An engine produces energy by combusting a mixture of air and fuel. A gas turbine engine is one type of engine that includes a compressor, combustor, and turbine. A gaseous fuel, e.g. natural gas, is burned in the combustor and exhaust is generated that drives the turbine. The turbine, in turn, drives the compressor to direct more gas and air into the combustor.
Natural gas may be transported from a location where it is produced to a location where it is consumed by tanker ships, trucks, or trains equipped with cryogenic compartments. Such a tanker may be referred to as an LNG carrier. Since liquefied natural gas (“LNG”) takes up only a fraction (about 1/600) of the volume of natural gas in its gaseous state, natural gas is transported in the LNG carrier in a liquid state. LNG may be produced by cooling natural gas below its boiling point (about −161° Celsius at ambient atmospheric pressure), causing it to condense to a liquid. LNG may be stored in cryogenic containers at a pressure between about ambient atmospheric pressure and 250 psi in the LNG carrier.

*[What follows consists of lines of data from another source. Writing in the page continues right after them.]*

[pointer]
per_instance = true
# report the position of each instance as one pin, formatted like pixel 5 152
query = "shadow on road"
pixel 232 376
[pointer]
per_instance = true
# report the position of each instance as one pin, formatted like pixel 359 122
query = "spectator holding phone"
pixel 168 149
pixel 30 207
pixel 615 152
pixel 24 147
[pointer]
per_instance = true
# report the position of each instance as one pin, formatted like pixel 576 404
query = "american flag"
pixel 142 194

While it is more practical to transport LNG than compressed natural gas (“CNG”) because LNG takes up a fraction of the volume of CNG, most engines require gaseous fuel for combustion. By raising the temperature of the LNG, it may be converted into its gaseous form. A substantial amount of energy is required to convert LNG into its gaseous form and it is critical to minimize the amount of energy wasted during the process. In remote applications away from utility grids, it may be difficult to find a supply of energy sufficient to support large scale conversion of LNG into CNG.

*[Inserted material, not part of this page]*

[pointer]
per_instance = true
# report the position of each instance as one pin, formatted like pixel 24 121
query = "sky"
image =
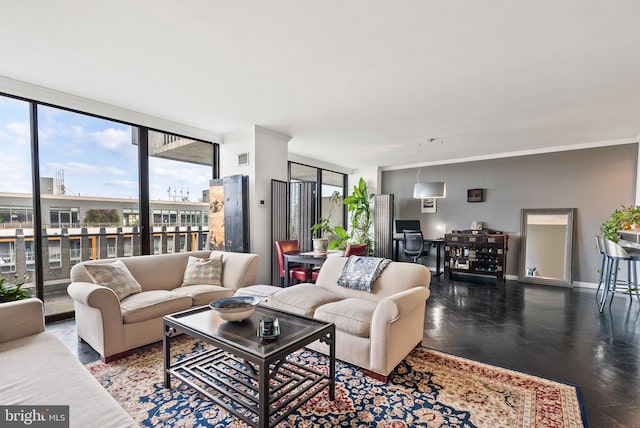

One attempt at minimizing the amount of energy wasted in converting LNG into natural gas or CNG is described in U.S. Pat. No. 7,600,396 (the '396 patent) issued to Mak on Oct. 13, 2009. In particular, the '396 patent describes a regasification plant for converting LNG into CNG by using a portion of the LNG as a coolant. LNG is pumped from a storage tank and split into a first and second portion, which are both employed as a cooling medium in first and second heat exchangers, respectively. Both portions of LNG are fed to a demethanizer, which produces demethanizer overhead product. The demethanizer overhead product is sent back to the first heat exchanger where it may then exit the plant and be sold as LNG vehicle fuel or condensed, pressurized in a pump, and vaporized in an additional series of heat exchangers. To gasify the LNG, potential heat sources include gas turbine combustion air, cooling water of a surface condenser, flue gas from a gas turbine, waste heat from combined cycle power plants, waste heat from steam turbine discharge, and ambient heat within air, seawater, or fuel gas. Some of the heated and compressed supercritical gas is then released from the plant as CNG, while some is expanded in an expander turbine to generate power. The expanded gas is then cooled in heat exchangers before combination with demethanizer overhead product.

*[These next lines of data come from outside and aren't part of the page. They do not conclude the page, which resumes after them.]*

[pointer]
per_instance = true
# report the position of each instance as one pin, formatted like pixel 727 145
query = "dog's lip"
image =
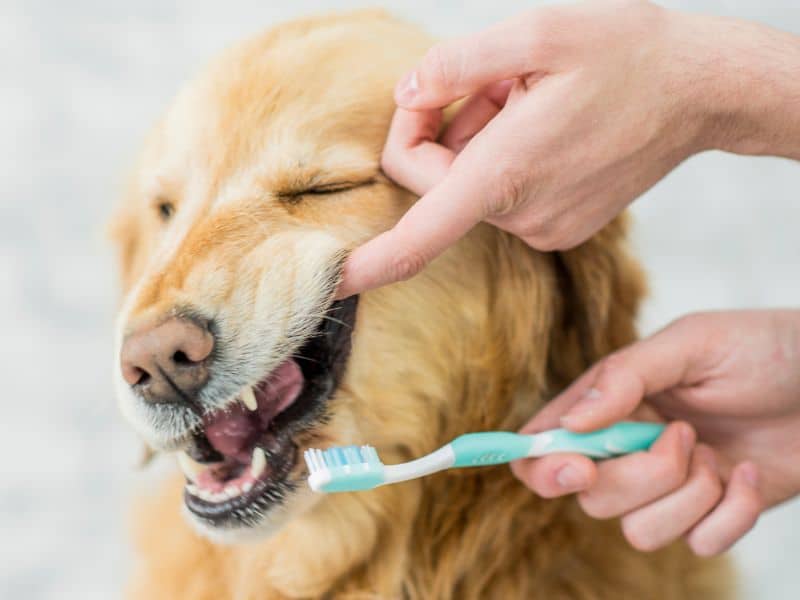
pixel 243 495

Although the regasification plant of the '396 patent may help decrease energy wasted when converting LNG into CNG, the involved system may be limited. That is, the regasification plant of the '396 patent may still require an external source of heat or power, which may restrict the portability and extent of self-powering of the system.
The disclosed system is directed to overcoming one or more of the problems set forth above and/or elsewhere in the prior art.